Sunday, March 31, 2024

Qualifiers


I think if it wasn't for adjectives and adverbs, my stories would be twenty-five words long. Yea, yea, Stephen King hates adverbs in particular. Whatever, Steve. I do try to limit them, not because of him, but because sentences read (adverb coming) weirdly when there are too many. (Please tell me what an appropriate substitute for "read weirdly" might be.)

My solution to overusing adverbs is to replace them with actions that convey the same vibe. So, instead of "read weirdly", I might have the character perusing a manual and rolling her eyes or pulling the page away from her as if a different angle might help her comprehension. Bad example, but you get my drift.

Sure, I could try harder to come up with replacement words, a single word that takes the place of two, but then I would hardly write anything at all. I would spend all my time pondering or Googling (which, by the way, is useless). I would love to find a thesaurus that deals in phrases, rather than one single word. If I type "work in progress" into the search bar I am presented with many synonyms for "work" and many for "progress". Not helpful.

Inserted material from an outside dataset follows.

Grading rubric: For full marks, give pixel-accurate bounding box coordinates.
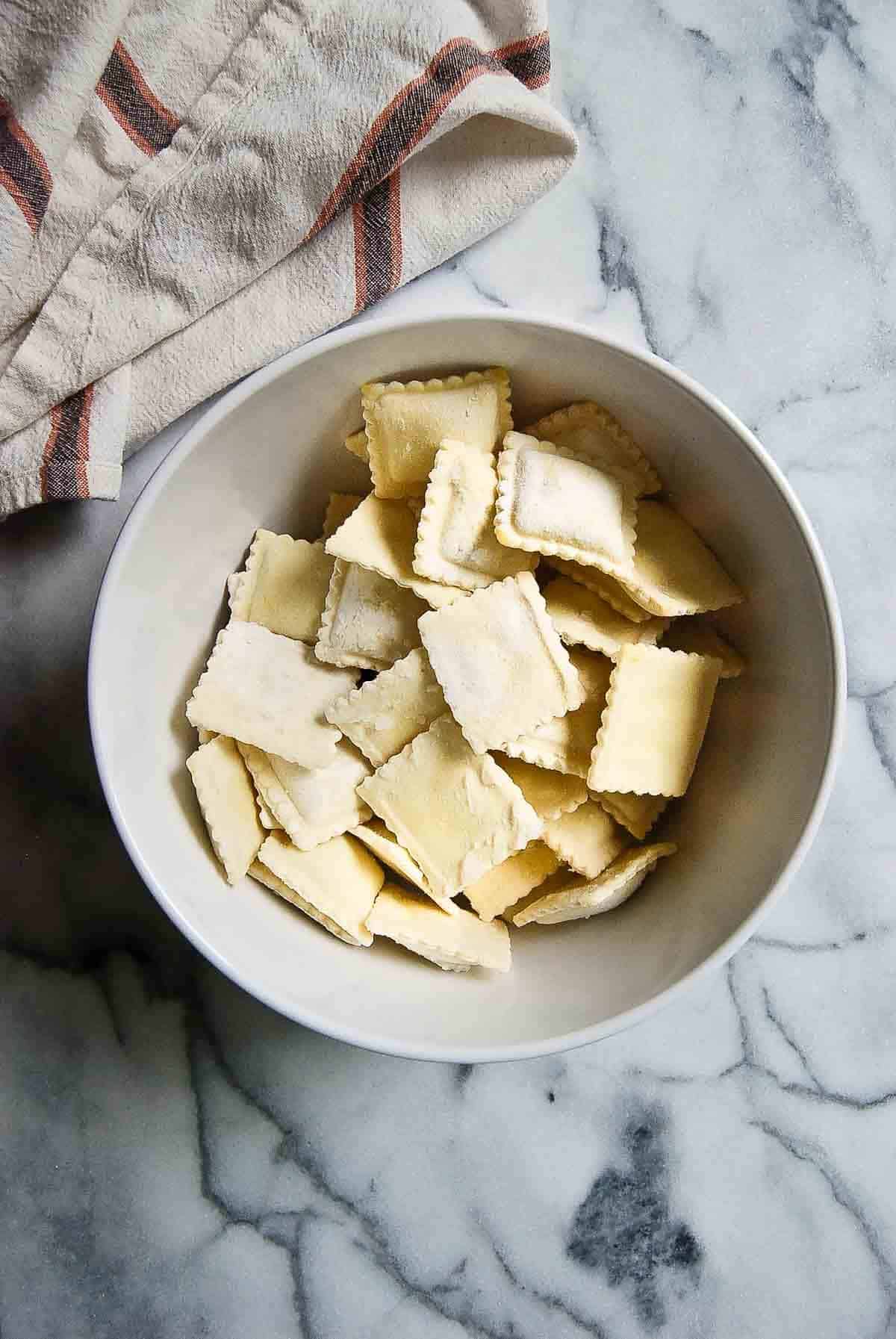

Adjectives, on the other hand, add color. An author doesn't need to lead the reader by the nose, but vivid description brings the scene to life. Maybe I overdo it ~ I'll type a word and insist to myself that it needs a qualifier. It's a hard habit to break. If I'm in a groove, I'll trip merrily along, until I come back to my manuscript later and discover that I've overdone my descriptions. Recognizing that and fixing it is a plus. 

I can't let myself get bogged down in word choice. That's what editing is for. A writing session needs to flow.

I've read some really awful snippets from amateur writers who don't know when too much is too much. They haven't figured out that this overwriting is frustrating to the reader. By the time I get through reading a thirty-word sentence that describes every object and action in minute detail, I've lost the thread.  Practice, my friends, is key.

Every piece of writing advice one reads is not necessarily helpful, even if it comes from someone who pens really long books. That guy could have saved himself the trouble and just gone with the old chestnut, "show, don't tell". Uh, thanks. Great advice.

I'm not going to write a book about it, but my philosophy is, read your writing like a reader would. Strip away your conceit. Don't overload your writing with qualifiers, but don't underload it, either. Once you read what you've written as if you were a complete stranger, you'll know what to do.